RSA is also an original method for dealing with incomplete information patterns, and may therefore be a useful approach for a transversal comparison of urban achievements from a broad multidimensional perspective (see Orlowska 2013). Data reduction is often the main element of RSA, as it allows to identify and represent hidden structures in the data (see also Baaijens, Nijkamp 1997, p. 11). The result of a RSA of a multidimensional data set is ultimately a decision table which forms the basis for deriving deterministic decision rules, which are compatible and logically consistent with the qualitative pattern of the data. The decision rules are normally of a conditional (i.e. ‘if then ’) nature and indicate also the strength of such conditional statements (i.e., the number of objects – or frequencies – for which this statement is true) (see Kourtit, Nijkamp, van Leeuwen 2013)(see Kourtit et al. 2013b). These expressions describe the associations between the objects considered and their assignment to particular classes (see Pawlak 19911992)(see Pawlak 1991; 1992). We will not provide here an extensive discussion of the many set-theoretical technalities of RSA. Detailed information on RSA both from a conceptual and an applied perspective can be found in Pawlak (1991), Fayyad et al. (1996), Deogun et al. (1997), Famili et al. (1997), Slowinski (1995), van den Bergh et al. (1998), Ziarco (1998), and Wu et al. (2004).

RSA can nowadays be applied by using standardized open access software. The RSA in the present study is performed with the support of the software programme Rough Set Data Explorer (ROSE). This programme is instrumental to calculate the basic minimal covering of conditional statements from a complex dataset.

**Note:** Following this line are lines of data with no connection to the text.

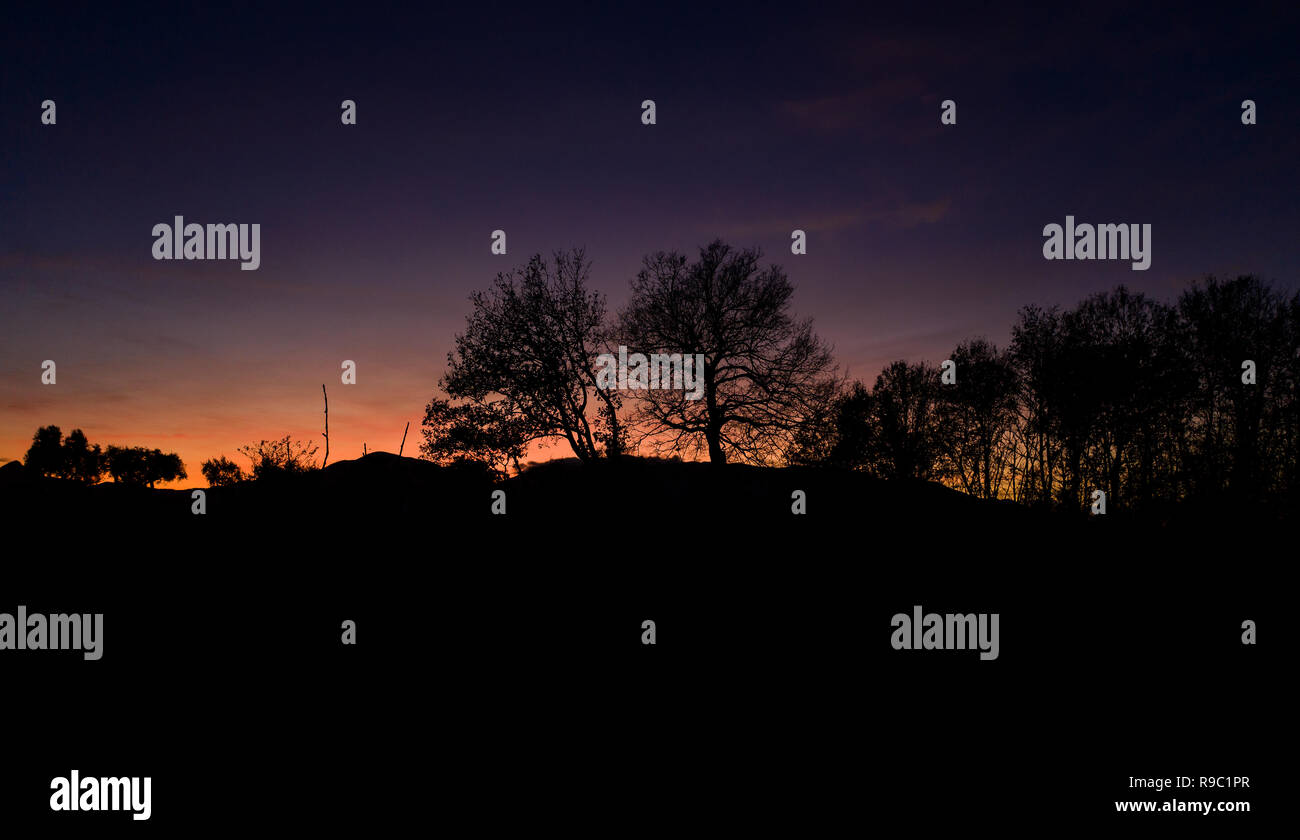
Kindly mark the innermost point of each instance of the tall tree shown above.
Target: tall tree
(978, 412)
(525, 367)
(766, 373)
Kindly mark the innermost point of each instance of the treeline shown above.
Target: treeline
(1151, 403)
(74, 458)
(51, 454)
(1148, 402)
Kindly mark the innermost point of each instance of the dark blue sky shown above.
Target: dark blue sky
(770, 117)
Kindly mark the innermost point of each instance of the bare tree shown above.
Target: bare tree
(766, 375)
(524, 368)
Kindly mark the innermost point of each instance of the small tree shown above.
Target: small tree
(221, 472)
(46, 455)
(766, 373)
(281, 457)
(525, 367)
(82, 462)
(139, 466)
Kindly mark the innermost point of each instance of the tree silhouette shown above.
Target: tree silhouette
(766, 375)
(221, 472)
(65, 458)
(46, 454)
(278, 458)
(525, 369)
(139, 466)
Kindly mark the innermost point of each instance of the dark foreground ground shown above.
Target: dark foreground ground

We will now use the ROSE software here to compare, in a logical and systematic way, the performance indicators of the set of 40 global cities (i.e. the number of objects) from the GPCI data base in terms of 2 output variables (economy, livability) and 4 input variables (accessibility, R&D, cultural interaction, ecological & natural environment) (the number of attributes considered is thus 6), as outlined in Table 1 and Figure 1. In this way, rough set theory helps to provide insight into the multiple achievement categories of objects and to highlight the most prominent factors behind their achievements and performances (see also Baaijens, Nijkamp 1997). RSA provides thus an operational multidimensional classification method that helps identify important critical factors for a systematic performance analysis of competing objects. In the next section, we will present the empirical findings of the rough set analysis applied to the above mentioned GPCI data set.

3 Rough Set Analysis of Composite and Single Drivers of Urban Performance

Following the conceptual model of Figure 1, we have – as mentioned above – chosen to focus on qualitative XXQ Economy and XXQ Livability indicators for the 40 cities under research. The reason for this choice is that these factors are both distinct from each other and can be well explained from a causality perspective by the other four (composite) factors (R&D, Cultural values, Environmental quality and Accessibility). Thus, the aim is to develop a qualitative explanatory model for the case of two types of performance indicators (decision variables) of GPCI cities as a result of the existence and functioning of four types of underlying drivers (condition variables, in rough set terminology). Thus, in fact, the urban piazza framework of Figure 1 is translated into a qualitative causal model explaining (a set of) two endogenous output variables from (a set of) four exogenous explanatory (input) variables. These output and input variables are, in the RSA jargon, often called decision and condition variables, respectively.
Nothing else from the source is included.